HILLWOOD ESTATE, MUSEUM AND GARDEN “Grace of Monaco: Princess in Dior,” through Jan. 8. Fashion items and mementos on view in North America for the first time will explore the relationship between Grace Kelly, an American actress who became the princess of Monaco through marriage, and Christian Dior designer Marc Bohan. 4155 Linnaean Ave NW.
*HIRSHHORN MUSEUM AND SCULPTURE GARDEN “Put It This Way: (Re)visions of the Hirshhorn Collection,” through Fall 2023. Named after pop artist Rosalyn Drexler’s provocative 1963 painting of a man slapping a woman, the full-floor, mixed-media exhibition brings together pieces by 49 women and nonbinary artists from the museum’s collections, including work by art history mainstays such as Louise Nevelson and Anni Albers and living artists such as Zanele Muholi and Sondra Perry.
“Sam Gilliam: Full Circle,” through Sept. 11. The D.C. native and abstract artist has filled the museum’s second-floor inner gallery with new circular paintings known as “tondos” that, in Gilliam’s words, “encapsulate many of the ideas that I have been developing throughout my career,” alongside “Rail,” a pivotal, largescale work that was made in 1977.
“One With Eternity: Yayoi Kusama in the Hirshhorn Collection,” through Nov. 27. Yayoi Kusama’s visions of eternity return to the Hirshhorn with an exhibition of five Kusama works from the museum’s collection, including two of Kusama’s popular “Infinity Mirror” rooms. (Free same-day timed passes will be distributed at 9:30 a.m. daily on the museum plaza.) Seventh Street and Independence Avenue SW. hirshhorn.si.edu
INTERNATIONAL SPY MUSEUM “Operación Jaque,” through Dec. 31. A close look at a covert operation that was planned and executed by Colombian forces who safely rescued 15 hostages being held by the country’s largest rebel group. 700 L’enfant Plaza SW. spymuseum.org.
*AMERICAN UNIVERSITY MUSEUM AT KATZEN ARTS CENTER “The Bridge That Carried Us Over,” through Aug. 7. A close look at the Black River Road community, a Black neighborhood that was located just two miles from American University, through archival images and research that trace the community’s history from its formation after emancipation through it’s 20th-century erasure following violent displacement. “Mokha Laget: Perceptualism,” through Aug. 7. A survey including 40 paintings, sculptures, drawings and lithographs by Mokha Laget, who makes brightly colored shaped canvases that gesture to the architecture and landscapes of places she’s lived — North Africa, D.C., and Santa Fe, N.M. — and create playful illusions. 4400 Massachusetts Ave.
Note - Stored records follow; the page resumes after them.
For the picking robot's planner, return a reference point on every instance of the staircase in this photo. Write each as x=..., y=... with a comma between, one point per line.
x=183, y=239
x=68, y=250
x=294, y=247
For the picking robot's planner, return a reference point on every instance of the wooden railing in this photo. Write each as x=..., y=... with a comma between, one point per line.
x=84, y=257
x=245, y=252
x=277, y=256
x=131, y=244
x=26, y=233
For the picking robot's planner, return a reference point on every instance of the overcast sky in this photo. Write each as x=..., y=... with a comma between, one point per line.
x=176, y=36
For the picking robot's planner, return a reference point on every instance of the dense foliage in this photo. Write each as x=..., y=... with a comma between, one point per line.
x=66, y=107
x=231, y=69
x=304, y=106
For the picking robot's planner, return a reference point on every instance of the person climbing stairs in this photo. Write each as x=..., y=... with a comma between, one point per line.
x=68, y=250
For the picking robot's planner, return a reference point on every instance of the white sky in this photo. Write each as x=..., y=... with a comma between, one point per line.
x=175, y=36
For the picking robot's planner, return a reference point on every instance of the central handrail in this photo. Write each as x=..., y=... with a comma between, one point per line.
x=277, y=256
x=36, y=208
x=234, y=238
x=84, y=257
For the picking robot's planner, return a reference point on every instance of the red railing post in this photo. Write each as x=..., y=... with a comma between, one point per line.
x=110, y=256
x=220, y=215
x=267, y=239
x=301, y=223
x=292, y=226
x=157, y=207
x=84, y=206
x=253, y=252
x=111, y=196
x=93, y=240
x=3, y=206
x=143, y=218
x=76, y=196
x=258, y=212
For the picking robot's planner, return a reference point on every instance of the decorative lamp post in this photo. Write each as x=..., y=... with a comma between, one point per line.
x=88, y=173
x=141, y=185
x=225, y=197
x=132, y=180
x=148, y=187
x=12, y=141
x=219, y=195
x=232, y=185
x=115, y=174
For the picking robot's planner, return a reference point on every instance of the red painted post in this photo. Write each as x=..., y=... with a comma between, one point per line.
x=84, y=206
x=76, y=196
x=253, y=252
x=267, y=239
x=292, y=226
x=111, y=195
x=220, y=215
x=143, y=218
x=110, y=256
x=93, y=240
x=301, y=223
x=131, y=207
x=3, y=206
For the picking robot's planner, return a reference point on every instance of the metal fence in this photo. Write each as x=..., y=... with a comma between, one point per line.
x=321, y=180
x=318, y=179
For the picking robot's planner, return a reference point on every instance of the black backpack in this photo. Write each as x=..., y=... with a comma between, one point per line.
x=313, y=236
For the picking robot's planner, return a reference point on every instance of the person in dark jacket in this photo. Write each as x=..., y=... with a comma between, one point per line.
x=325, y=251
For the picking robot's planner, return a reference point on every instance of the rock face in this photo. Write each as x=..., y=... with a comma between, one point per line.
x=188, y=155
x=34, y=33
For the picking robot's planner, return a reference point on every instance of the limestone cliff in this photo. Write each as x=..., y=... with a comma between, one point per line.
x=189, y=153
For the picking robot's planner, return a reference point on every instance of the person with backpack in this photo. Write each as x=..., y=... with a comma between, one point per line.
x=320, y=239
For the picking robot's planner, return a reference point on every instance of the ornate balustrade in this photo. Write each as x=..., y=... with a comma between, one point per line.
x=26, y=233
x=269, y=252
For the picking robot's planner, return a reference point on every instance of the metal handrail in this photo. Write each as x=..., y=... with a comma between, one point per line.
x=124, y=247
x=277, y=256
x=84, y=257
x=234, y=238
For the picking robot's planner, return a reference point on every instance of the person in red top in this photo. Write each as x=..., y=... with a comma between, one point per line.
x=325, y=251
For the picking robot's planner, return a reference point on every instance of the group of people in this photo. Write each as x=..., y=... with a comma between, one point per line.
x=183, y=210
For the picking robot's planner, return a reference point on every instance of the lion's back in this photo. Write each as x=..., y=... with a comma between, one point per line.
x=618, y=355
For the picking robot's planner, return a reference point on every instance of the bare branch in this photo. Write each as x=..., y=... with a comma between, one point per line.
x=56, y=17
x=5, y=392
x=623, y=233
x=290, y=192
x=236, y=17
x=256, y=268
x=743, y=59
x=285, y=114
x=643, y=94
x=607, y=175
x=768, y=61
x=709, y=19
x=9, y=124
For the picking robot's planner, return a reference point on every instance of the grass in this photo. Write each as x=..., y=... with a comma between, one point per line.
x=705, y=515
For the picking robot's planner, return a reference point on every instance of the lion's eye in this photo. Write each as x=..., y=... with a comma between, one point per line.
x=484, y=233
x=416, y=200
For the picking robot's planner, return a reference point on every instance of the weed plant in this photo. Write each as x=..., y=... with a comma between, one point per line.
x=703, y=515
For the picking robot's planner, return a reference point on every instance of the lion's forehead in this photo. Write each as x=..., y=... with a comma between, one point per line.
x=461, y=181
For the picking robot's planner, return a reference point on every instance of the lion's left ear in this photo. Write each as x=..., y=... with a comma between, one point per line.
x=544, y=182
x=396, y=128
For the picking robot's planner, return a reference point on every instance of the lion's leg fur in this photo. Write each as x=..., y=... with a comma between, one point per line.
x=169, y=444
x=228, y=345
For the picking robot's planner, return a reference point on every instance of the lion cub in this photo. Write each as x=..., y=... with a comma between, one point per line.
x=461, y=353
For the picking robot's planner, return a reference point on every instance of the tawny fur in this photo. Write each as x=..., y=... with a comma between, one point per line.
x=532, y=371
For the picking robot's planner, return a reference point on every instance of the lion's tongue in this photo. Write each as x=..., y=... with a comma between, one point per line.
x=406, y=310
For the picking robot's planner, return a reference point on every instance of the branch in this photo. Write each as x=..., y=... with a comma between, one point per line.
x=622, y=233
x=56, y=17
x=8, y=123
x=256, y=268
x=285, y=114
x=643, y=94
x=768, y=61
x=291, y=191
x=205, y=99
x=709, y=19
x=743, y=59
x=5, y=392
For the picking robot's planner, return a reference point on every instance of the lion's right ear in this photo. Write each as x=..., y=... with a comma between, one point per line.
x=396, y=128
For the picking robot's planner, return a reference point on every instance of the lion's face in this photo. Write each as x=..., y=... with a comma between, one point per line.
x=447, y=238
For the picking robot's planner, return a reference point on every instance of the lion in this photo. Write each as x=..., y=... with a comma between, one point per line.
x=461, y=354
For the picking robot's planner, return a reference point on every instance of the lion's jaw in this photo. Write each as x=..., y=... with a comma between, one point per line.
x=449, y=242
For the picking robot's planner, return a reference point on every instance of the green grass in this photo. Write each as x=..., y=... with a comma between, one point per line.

NW. american.edu/cas/ museum
*KREEGER MUSEUM “Unexpected Occurrences,” through Aug. 27. New works in video, mixed media, sculpture, photography and other media by current fellows at Hamiltonian Artists will be installed throughout the galleries and curated to contrast and complement the museum’s collection, and to create a conversation between old and new. 2401 Foxhall Rd NW.
*LIBRARY OF CONGRESS “Not an Ostrich: And Other Images From America’s Library,” through fall 2024. Four hundred images from 1839 to the present day, selected from the library’s collection of 14 million photographs, trace the medium’s evolution from daguerreotypes to digital images with an emphasis on the range of subjects in the collection and moments in history described as glorious, gut-wrenching and more. Thomas Jefferson Building, 10 First St. SE. loc.gov
MUSEUM OF THE BIBLE “Basilica Sancti Petri: The Transformation of Saint Peter’s Basilica,” through Sept. 25. Inspired by the Vatican Library’s 2014 history of the basilica, a look at the architecture of one of the world’s most famous churches and how it has evolved. 400 Fourth St. SW. museumofthebible.org
NATIONAL BUILDING MUSEUM “NotreDame de Paris: The Augmented Exhibition,” through Sept. 26. Made in collaboration with the public institution in charge of conserving and restoring Notre Dame and marking the third anniversary of the fire that ravaged the Paris landmark, an augmented reality experience explores the restoration of the cathedral.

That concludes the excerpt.